For any $p_1,\ldots, p_k \in Z[x]$ such that $(\forall i)[p_i(0)=0]$, there exists $a,d\in Z$, $d\ne 0$, such that

$a, a+p_1(d), a+p_2(d), \cdots a+p_k(d)$ are all prime

Coda 2:
The Maryland Math Olympiad is in two parts. Part I is 25 multiple choice questions (but some are quite hard). If you do well on part I then you can take part II which is 5 problems that need proof. We try to number the problems in order of difficulty. I placed the following problem on the 2006 High School Maryland Math Olympiad, as problem 5:

Let $COL$ be a 3-coloring of $\{1,\ldots,2006\}$. Show that there exists $x,y$ such that $COL(x)=COL(y)$ and $|x-y|$ is a square.

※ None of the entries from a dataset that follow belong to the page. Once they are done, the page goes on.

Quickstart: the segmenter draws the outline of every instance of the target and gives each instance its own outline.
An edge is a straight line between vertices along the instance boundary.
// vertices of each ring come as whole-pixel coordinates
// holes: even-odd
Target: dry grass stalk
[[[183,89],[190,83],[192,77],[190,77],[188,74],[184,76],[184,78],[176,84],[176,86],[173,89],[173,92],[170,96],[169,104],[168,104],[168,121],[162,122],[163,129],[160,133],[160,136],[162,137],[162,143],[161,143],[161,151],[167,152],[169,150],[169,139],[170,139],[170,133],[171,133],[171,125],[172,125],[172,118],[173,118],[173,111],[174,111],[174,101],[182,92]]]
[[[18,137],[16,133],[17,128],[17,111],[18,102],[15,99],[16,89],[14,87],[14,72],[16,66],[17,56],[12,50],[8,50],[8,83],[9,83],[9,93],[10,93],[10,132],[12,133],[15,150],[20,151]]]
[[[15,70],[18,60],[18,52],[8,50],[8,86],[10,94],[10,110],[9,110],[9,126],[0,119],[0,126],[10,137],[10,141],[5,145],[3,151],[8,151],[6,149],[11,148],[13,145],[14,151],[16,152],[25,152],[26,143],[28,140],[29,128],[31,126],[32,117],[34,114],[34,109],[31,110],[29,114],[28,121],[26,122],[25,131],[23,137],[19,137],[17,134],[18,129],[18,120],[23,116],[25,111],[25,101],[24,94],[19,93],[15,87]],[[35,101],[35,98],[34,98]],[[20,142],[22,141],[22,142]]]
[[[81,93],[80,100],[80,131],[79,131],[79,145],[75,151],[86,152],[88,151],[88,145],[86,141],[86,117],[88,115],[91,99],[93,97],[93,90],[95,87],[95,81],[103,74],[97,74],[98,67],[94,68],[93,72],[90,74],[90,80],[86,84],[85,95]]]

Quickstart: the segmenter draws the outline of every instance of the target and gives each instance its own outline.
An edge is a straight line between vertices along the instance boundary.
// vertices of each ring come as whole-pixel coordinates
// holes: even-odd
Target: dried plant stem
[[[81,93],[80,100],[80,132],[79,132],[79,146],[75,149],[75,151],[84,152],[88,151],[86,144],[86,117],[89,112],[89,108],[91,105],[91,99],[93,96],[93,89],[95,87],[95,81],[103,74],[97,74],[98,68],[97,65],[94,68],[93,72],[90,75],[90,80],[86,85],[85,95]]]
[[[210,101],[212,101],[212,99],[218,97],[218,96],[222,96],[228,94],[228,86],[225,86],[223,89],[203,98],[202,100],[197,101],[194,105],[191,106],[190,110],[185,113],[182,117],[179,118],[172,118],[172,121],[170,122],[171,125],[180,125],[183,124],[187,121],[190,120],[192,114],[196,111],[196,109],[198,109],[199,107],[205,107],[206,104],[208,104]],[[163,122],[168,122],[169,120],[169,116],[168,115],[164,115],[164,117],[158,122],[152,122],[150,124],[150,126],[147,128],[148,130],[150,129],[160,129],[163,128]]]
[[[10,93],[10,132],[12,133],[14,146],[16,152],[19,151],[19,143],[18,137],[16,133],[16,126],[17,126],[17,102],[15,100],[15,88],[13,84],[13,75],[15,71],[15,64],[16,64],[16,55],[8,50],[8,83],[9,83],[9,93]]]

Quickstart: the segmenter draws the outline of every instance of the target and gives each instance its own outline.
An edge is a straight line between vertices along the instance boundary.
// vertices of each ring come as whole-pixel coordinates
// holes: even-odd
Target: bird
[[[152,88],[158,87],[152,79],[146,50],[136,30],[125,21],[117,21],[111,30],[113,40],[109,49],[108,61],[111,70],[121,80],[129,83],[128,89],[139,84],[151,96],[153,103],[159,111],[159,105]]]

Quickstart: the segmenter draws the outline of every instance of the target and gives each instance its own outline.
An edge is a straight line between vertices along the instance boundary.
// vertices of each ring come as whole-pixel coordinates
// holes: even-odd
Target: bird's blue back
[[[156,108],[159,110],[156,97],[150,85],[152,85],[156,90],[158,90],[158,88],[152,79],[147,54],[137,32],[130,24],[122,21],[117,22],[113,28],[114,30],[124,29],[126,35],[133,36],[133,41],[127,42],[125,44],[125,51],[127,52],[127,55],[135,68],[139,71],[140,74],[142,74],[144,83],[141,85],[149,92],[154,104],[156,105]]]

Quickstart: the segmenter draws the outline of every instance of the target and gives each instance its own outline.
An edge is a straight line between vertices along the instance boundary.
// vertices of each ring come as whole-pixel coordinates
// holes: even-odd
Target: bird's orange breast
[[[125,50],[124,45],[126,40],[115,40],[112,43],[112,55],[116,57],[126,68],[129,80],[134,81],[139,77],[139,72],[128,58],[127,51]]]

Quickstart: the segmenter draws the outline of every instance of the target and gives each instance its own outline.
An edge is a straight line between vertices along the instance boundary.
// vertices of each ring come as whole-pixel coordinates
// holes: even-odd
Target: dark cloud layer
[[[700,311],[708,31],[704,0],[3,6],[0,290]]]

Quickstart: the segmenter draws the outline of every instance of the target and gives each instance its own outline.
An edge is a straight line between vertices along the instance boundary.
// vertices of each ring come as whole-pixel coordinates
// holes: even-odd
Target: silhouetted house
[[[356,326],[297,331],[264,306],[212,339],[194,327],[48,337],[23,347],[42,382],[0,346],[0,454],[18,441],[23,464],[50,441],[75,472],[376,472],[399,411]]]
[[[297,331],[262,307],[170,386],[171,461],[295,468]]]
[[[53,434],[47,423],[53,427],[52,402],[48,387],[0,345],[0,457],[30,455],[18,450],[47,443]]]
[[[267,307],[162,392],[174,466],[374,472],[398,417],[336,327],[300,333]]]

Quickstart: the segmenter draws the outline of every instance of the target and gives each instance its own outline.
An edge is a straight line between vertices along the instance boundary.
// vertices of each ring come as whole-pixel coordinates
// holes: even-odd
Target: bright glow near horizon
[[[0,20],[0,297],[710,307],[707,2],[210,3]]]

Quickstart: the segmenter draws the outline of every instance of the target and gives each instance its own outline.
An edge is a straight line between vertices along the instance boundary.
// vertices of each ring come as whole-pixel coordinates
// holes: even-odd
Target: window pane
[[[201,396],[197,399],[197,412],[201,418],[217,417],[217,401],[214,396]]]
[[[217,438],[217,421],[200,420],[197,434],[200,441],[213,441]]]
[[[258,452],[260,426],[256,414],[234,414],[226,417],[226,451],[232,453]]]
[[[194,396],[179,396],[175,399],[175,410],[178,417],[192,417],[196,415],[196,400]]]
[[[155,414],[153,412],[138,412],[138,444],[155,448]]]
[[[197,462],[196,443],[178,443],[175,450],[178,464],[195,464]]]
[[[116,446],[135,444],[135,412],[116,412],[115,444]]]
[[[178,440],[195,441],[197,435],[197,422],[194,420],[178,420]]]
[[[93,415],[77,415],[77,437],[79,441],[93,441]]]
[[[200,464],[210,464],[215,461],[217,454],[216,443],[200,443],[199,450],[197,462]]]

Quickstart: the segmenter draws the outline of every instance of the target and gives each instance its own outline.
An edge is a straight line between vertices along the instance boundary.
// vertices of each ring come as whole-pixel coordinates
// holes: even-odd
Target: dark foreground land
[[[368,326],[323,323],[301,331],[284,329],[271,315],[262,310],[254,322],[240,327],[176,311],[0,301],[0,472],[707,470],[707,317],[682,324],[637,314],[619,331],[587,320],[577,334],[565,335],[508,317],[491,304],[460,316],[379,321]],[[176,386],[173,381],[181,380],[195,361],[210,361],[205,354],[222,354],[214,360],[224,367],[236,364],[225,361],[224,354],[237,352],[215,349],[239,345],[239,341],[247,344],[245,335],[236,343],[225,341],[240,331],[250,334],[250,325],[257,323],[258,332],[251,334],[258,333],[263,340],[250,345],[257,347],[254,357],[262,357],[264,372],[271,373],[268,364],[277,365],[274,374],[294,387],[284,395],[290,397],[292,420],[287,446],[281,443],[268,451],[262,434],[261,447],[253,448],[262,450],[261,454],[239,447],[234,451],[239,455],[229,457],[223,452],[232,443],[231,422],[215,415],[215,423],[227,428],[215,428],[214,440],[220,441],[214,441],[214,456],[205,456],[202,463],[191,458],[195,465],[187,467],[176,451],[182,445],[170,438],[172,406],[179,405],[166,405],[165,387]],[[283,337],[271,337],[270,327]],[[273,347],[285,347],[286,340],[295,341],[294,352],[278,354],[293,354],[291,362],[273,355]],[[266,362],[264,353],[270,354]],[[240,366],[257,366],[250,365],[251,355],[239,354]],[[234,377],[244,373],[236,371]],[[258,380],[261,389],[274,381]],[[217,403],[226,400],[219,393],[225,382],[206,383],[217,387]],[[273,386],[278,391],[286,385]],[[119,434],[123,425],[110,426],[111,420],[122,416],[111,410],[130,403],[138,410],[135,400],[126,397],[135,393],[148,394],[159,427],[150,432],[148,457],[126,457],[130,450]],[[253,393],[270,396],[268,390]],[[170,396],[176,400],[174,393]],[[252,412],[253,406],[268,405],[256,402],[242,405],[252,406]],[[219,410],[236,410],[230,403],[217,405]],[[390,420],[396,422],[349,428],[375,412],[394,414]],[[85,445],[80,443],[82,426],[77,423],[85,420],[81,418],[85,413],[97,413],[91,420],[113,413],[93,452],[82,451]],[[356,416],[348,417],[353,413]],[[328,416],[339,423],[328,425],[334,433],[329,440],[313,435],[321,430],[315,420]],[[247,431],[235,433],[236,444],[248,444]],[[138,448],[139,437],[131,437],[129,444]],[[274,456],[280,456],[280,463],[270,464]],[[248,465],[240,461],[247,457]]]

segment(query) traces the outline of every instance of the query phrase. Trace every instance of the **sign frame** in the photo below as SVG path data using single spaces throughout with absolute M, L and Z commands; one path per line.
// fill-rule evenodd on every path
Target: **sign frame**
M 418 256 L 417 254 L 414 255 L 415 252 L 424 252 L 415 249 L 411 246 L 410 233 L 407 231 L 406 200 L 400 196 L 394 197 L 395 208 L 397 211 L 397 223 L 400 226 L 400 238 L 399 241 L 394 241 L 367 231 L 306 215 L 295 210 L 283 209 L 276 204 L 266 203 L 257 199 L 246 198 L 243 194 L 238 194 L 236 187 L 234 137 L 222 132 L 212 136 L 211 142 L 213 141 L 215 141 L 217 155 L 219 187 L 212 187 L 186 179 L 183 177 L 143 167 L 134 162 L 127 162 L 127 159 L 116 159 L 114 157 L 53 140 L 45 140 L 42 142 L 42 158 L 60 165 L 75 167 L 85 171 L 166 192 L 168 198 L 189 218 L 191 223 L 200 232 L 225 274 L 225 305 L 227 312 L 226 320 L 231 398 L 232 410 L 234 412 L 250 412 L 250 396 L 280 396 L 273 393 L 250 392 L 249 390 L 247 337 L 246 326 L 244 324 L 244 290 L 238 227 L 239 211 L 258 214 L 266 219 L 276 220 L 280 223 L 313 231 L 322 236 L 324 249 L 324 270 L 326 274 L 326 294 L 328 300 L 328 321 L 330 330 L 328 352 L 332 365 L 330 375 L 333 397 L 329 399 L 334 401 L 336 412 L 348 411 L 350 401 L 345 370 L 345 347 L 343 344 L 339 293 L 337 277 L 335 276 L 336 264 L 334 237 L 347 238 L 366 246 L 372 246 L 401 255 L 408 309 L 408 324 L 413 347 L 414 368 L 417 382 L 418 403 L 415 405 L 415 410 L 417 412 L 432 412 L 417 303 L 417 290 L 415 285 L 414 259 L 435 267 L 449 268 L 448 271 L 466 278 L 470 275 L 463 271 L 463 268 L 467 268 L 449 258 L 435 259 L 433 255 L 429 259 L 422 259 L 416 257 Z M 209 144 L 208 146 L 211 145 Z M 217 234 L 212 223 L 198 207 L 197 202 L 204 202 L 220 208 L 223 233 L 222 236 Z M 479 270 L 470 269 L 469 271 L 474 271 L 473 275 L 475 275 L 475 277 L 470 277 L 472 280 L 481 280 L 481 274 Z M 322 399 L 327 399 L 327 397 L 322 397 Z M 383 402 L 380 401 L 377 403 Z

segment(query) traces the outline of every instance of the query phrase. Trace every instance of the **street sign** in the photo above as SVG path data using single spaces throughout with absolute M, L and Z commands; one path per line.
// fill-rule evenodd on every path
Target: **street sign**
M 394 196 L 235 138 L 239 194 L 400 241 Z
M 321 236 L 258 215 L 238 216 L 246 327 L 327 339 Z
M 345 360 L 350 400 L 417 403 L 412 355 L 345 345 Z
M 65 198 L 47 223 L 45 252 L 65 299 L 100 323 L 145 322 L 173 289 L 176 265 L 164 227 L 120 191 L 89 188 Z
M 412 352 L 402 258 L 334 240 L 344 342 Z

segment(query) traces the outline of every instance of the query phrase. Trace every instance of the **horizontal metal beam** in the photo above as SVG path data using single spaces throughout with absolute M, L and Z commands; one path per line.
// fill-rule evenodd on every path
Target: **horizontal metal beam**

Of the 240 students who took the exam around 180 tried this one. Of those 5 got it right and 10 got partial credit. The proof I had in mind (which is the one the students used who got it right) is not a scaled down version of the proof of the poly VDW. I leave it to the reader to see if they can prove this.